Jumat, 14 November 2014

Fritjof Capra dan Eco-Literacy



Radar Banten, 21 Mei 2014

Secara singkat, eco-literacy adalah kesadaran ekologis atau melek ekologi, baik secara kognitif maupun praksis. Istilah ini pertamakali dikenalkan oleh Fritjof Capra dalam bukunya yang berjudul The Web of Life yang di-Indonesiakan menjadi Jaring-jaring Kehidupan: Visi Baru Epistemologi dan Kehidupan, dan juga bukunya yang berjudul The Hidden Connection itu. Ada sebuah nubuat menarik yang disampaikan Capra dalam bukunya yang berjudul The Hidden Connection, itu bahwa ada dua perkembangan dalam dunia modern yang memiliki dampak tak terabaikan bagi masyarakat. Pertama adalah kebangkitan kapitalisme global, yang kedua adalah lahirnya kesadaran ekologis, di mana yang pertama dan yang kedua tersebut saling bertentangan dan bertolak-belakang satu sama lain. Meski demikian, berkat gerakan ekologis bernama eco-literacy, yang kemudian dalam praksisnya dikenal dengan mewujudkan eco-design tersebut, upaya untuk menciptakan industri yang ramah lingkungan pun akhirnya terus diupayakan dan masih terus selalu diupayakan hingga saat ini.

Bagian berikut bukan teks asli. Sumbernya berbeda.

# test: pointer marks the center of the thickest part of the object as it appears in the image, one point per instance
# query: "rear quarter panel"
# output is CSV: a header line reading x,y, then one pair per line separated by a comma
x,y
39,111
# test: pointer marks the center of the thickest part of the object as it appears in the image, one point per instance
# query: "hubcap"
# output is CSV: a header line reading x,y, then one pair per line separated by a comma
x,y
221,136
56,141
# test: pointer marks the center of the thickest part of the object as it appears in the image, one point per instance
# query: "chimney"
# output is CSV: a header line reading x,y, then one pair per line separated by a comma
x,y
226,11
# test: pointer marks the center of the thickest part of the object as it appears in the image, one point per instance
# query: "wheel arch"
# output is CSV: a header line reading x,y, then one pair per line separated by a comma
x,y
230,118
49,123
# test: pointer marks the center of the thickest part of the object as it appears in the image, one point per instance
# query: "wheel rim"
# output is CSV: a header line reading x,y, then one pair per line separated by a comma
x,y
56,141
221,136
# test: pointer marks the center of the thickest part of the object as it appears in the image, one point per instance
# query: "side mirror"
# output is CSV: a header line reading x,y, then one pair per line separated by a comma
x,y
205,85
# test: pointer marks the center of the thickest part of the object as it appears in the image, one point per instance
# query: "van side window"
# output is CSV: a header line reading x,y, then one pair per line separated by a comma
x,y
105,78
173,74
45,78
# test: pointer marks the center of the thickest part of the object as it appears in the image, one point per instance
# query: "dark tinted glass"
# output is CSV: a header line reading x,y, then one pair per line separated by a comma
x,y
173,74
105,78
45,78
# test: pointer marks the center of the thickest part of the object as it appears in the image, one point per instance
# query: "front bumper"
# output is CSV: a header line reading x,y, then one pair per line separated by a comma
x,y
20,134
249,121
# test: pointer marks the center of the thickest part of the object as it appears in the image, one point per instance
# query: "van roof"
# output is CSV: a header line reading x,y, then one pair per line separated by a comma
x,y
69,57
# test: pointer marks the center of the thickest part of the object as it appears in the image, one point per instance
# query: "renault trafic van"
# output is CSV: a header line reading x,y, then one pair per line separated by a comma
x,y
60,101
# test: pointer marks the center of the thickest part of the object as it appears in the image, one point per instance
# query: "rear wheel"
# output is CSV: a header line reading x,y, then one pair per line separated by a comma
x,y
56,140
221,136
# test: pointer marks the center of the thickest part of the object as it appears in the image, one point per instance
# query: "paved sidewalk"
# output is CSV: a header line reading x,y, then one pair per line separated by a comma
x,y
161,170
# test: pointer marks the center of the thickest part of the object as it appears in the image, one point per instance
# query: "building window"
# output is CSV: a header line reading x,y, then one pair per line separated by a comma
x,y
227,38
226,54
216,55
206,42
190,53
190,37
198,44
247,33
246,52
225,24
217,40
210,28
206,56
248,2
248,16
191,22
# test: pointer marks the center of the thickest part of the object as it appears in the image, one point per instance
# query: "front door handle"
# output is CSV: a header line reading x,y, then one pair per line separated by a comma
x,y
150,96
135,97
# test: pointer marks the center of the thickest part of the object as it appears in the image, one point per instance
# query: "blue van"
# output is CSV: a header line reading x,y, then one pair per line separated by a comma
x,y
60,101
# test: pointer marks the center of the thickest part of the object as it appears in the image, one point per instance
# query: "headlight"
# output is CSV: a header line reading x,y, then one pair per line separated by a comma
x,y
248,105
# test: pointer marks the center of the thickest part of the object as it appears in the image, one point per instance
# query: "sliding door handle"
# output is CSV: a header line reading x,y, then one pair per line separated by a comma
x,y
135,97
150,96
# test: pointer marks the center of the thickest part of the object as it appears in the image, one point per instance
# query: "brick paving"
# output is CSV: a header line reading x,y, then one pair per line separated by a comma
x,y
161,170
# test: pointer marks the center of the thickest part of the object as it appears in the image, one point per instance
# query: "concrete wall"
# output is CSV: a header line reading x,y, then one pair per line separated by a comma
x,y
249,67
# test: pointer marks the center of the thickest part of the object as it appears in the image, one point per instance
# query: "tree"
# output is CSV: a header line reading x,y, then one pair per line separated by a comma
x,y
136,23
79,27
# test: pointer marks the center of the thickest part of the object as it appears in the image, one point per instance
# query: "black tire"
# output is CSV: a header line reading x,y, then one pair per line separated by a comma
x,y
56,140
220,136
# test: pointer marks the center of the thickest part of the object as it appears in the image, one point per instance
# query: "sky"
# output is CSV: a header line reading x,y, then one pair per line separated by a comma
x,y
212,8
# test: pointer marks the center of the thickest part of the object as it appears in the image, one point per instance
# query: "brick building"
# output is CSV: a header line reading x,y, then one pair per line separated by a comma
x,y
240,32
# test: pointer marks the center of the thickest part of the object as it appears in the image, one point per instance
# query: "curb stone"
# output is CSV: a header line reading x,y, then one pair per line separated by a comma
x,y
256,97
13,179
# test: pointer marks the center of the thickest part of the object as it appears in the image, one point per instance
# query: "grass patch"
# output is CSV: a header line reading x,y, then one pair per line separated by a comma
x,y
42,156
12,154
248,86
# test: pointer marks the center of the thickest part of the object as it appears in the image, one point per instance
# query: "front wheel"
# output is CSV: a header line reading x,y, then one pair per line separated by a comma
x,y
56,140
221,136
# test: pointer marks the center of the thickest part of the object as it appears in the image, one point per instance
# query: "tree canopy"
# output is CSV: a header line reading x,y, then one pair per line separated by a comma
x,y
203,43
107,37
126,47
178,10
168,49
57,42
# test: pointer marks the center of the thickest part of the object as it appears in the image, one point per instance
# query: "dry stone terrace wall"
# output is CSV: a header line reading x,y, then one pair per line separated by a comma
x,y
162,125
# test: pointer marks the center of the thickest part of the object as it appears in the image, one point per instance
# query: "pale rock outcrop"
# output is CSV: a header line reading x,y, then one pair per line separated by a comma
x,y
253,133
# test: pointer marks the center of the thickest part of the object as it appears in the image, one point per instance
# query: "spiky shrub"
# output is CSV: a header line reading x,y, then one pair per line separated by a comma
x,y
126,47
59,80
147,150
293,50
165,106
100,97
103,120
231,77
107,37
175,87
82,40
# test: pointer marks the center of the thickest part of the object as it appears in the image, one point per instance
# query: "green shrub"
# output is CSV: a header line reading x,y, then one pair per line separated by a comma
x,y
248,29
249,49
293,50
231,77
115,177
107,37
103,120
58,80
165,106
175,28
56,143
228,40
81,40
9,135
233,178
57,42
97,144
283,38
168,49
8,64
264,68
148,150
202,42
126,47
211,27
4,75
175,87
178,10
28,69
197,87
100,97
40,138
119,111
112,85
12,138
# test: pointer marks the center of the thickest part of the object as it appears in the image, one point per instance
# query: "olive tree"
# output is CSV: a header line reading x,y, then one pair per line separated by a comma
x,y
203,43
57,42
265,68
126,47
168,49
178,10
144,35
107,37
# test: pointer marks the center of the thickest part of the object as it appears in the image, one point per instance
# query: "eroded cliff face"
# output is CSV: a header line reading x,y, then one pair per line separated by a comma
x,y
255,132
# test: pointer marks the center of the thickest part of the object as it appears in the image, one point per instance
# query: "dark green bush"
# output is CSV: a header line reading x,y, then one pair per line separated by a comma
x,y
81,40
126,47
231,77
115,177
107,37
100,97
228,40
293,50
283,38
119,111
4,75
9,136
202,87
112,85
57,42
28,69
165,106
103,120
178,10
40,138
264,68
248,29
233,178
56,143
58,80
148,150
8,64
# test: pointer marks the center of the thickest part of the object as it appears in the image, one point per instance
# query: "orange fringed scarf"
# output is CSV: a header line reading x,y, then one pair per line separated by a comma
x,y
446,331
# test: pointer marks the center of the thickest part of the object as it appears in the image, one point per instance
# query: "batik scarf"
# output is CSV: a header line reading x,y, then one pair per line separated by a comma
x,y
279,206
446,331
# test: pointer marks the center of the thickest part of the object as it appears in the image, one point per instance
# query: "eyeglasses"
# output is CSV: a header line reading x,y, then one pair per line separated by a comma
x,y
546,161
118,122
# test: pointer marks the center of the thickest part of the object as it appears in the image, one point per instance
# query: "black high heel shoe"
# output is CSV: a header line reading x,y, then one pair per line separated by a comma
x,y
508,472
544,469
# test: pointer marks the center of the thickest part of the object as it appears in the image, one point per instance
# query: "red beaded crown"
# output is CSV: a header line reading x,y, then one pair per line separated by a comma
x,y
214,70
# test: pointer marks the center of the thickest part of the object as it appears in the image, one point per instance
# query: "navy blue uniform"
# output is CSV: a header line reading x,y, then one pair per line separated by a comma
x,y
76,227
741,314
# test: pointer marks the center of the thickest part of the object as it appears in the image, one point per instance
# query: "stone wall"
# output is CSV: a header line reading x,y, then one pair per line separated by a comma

Capra sendiri sebelumnya dikenal sebagai seorang fisikawan energi tinggi sebelum terjun ke dalam minat dan praksis ekologis setelah perjumpaan dan pergulatannya dengan kearifan dan mistisisme Timur, termasuk dari filsafatnya Mulla Sadra. Tak hanya dari kearifan Timur, sebagai seorang pemikir dan ilmuwan, Capra juga terinspirasi ceramah dan bukunya fisikawan Austria, Erwin Schrodinger, yang berjudul What is Life?, yang kelak menjadi gagasan dasar Capra sendiri ketika bersentuhan dan bergulat dengan soal-soal eksistensi dunia dan hidup, termasuk yang kelak berkaitan dengan wacana ekologis yang ditulisnya.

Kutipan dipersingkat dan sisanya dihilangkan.